DigitalFormwork - Parametric generation of 3D-printable concrete formwork
Technical University of Darmstadt, Generative Design Lab
Simon Hausknecht, Alexander Wolf, Ulrich Knaack
DigitalFormwork was developed to facilitate the digital design process of 3D-printed formwork for concrete applications. Within the construction sector, considerable effort has been directed toward implementing large-scale concrete 3D printers that produce concrete elements directly – a technology limited in the geometries it can achieve. An alternative approach is presented here: 3D printing the formwork, rather than the object itself, enables a high degree of design freedom, since any shape that can be cast and subsequently demolded without damaging the concrete body can, in principle, be realized. In this way, modern 3D modeling software expands the creative potential of architectural design through the generation of complex shapes. DigitalFormwork, developed as a plug-in for Rhinoceros 3D/Grasshopper, provides a range of tools intended to support users in parametrically generating formwork parts suitable for 3D printing. Key features include assistance in modeling material-efficient formwork components, verifying their manufacturability with FDM printers, and simulating the demolding process to identify potential collisions. By 3D printing formwork instead of the concrete part itself, the creative freedom that has long been available with other materials can now be harnessed for concrete. DigitalFormwork empowers architects, engineers, and builders to unlock expressive, practical, and versatile designs by simplifying the path from digital vision to physical form.
Digital Ceramic Rooftiles
Technical University of Darmstadt, Institute of Structural Mechanics and Design (ISM+D)

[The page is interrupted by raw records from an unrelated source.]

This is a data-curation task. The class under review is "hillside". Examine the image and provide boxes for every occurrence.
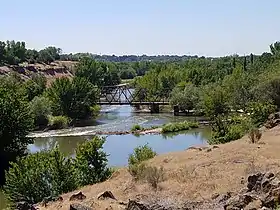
[0,61,77,84]
[39,127,280,210]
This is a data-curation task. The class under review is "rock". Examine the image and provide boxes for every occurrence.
[224,194,254,210]
[69,192,86,201]
[244,200,262,210]
[206,148,212,152]
[125,200,150,210]
[247,173,264,191]
[70,203,93,210]
[216,192,232,203]
[211,193,220,200]
[97,191,117,200]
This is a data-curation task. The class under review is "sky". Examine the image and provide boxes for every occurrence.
[0,0,280,56]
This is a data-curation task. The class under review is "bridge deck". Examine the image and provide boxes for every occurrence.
[97,101,169,105]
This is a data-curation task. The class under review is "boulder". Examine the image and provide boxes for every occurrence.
[69,192,86,201]
[97,191,116,200]
[69,203,93,210]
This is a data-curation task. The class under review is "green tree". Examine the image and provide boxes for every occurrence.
[201,86,230,119]
[30,96,51,128]
[23,74,47,101]
[170,84,199,111]
[47,77,99,119]
[0,82,33,183]
[76,57,121,87]
[75,136,111,186]
[4,148,78,204]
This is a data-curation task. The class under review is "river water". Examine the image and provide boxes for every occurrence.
[0,105,210,209]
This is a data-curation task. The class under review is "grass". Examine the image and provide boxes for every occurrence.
[161,121,199,133]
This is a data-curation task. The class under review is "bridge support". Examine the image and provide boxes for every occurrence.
[173,106,180,116]
[151,103,159,113]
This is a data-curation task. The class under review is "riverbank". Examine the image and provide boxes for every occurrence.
[39,127,280,210]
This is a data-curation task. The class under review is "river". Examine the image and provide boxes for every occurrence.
[0,105,210,209]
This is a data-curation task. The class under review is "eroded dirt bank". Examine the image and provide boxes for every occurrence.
[37,126,280,210]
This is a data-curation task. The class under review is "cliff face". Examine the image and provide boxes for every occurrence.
[0,61,76,85]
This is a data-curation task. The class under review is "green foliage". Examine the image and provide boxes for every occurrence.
[75,136,112,186]
[128,144,157,179]
[161,121,199,133]
[29,96,51,128]
[76,58,121,87]
[131,124,144,132]
[23,74,47,101]
[202,86,230,119]
[0,80,33,183]
[248,128,262,144]
[4,137,112,204]
[4,148,77,204]
[209,116,253,144]
[170,84,199,111]
[46,77,99,119]
[48,115,70,130]
[249,102,276,126]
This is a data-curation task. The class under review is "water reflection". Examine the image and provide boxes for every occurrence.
[28,128,210,166]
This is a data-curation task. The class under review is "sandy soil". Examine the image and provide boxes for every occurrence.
[39,127,280,210]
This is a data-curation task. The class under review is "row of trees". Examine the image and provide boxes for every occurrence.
[135,42,280,142]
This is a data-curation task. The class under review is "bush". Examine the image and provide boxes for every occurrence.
[49,116,70,130]
[4,148,78,204]
[144,166,164,189]
[131,124,144,132]
[162,121,199,133]
[128,144,156,179]
[250,102,276,126]
[209,116,252,144]
[75,136,112,186]
[4,137,113,204]
[249,128,262,144]
[30,96,51,128]
[0,82,34,185]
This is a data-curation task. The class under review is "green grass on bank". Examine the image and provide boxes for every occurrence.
[161,121,199,133]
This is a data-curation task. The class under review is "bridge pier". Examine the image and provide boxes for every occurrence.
[151,103,159,113]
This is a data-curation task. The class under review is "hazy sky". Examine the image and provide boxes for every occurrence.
[0,0,280,56]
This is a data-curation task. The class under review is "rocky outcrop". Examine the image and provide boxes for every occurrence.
[69,192,86,201]
[224,172,280,210]
[69,203,93,210]
[97,191,116,200]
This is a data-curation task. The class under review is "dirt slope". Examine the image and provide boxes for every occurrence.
[39,127,280,210]
[0,61,77,85]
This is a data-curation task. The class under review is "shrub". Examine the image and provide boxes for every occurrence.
[4,148,77,204]
[75,136,112,186]
[4,137,113,204]
[209,116,252,144]
[128,144,156,179]
[249,128,262,144]
[131,124,144,132]
[49,116,70,129]
[162,121,199,133]
[0,82,34,185]
[250,102,276,126]
[144,166,164,189]
[30,96,51,127]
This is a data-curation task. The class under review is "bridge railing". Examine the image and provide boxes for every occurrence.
[99,85,170,104]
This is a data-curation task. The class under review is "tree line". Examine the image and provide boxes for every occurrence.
[0,41,280,208]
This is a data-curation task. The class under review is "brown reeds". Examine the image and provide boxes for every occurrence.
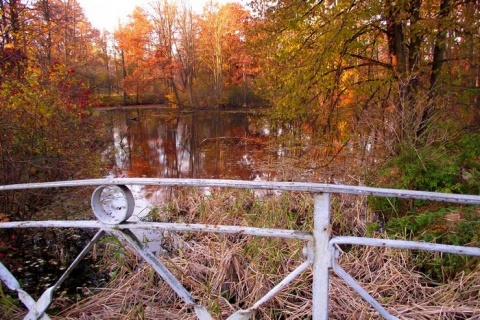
[1,191,480,320]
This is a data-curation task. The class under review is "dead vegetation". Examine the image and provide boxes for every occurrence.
[0,191,480,319]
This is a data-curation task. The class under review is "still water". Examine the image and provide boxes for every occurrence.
[104,107,281,180]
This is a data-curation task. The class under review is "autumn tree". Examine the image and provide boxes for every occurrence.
[199,2,253,105]
[0,0,101,219]
[248,0,480,159]
[176,1,199,106]
[115,7,158,104]
[152,0,180,102]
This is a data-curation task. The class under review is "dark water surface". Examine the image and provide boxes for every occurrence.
[104,107,279,180]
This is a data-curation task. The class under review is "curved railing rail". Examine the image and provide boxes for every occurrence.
[0,178,480,320]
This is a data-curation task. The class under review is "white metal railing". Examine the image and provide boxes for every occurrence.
[0,178,480,320]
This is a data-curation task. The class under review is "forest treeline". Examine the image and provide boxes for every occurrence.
[0,0,480,204]
[0,0,480,317]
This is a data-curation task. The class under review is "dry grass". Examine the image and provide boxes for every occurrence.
[0,191,480,319]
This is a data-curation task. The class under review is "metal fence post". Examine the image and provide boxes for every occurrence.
[312,193,332,320]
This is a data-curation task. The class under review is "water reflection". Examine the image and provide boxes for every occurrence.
[105,108,278,180]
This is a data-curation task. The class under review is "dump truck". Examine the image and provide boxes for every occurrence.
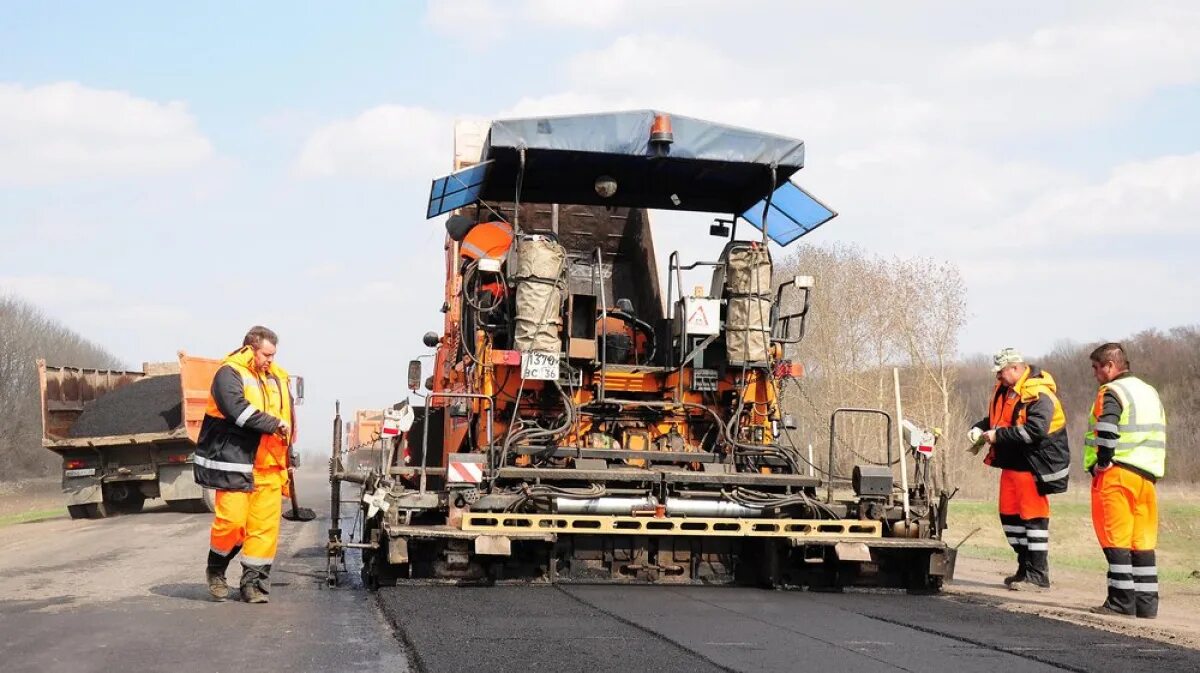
[328,110,954,591]
[37,351,221,518]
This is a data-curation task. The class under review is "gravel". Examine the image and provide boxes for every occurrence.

Henrik Hoffmann, Alexander Wolf, Ulrich Knaack
This study addresses the reproduction of medieval roof tiles using additive manufacturing processes for ceramic building materials and examines their potential for the preservation of architectural heritage. Following a brief contextualization of the topic within additive manufacturing and heritage conservation, a range of historical tiles with different geometries were selected, digitized, and remodeled in CAD. These were then reproduced using ceramic 3D printing to evaluate the suitability of this technology for the complex geometries of historical building components. The evaluation of the results shows that the reproduction of historical building fabrie through additive manufacturing is fundamentally feasible, although a geometry-dependent process analysis is necessary to address the specific challenges involved. It can therefore be concluded that reproducible methods can be developed for certain geometries, while at the same time new research questions arise, particularly concerning the limitations of additive manufacturing with ceramic materials. In doing so, this work contributes to the further development of methods in the field of heritage conservation and opens up perspectives for the sustainable preservation of historical building fabric.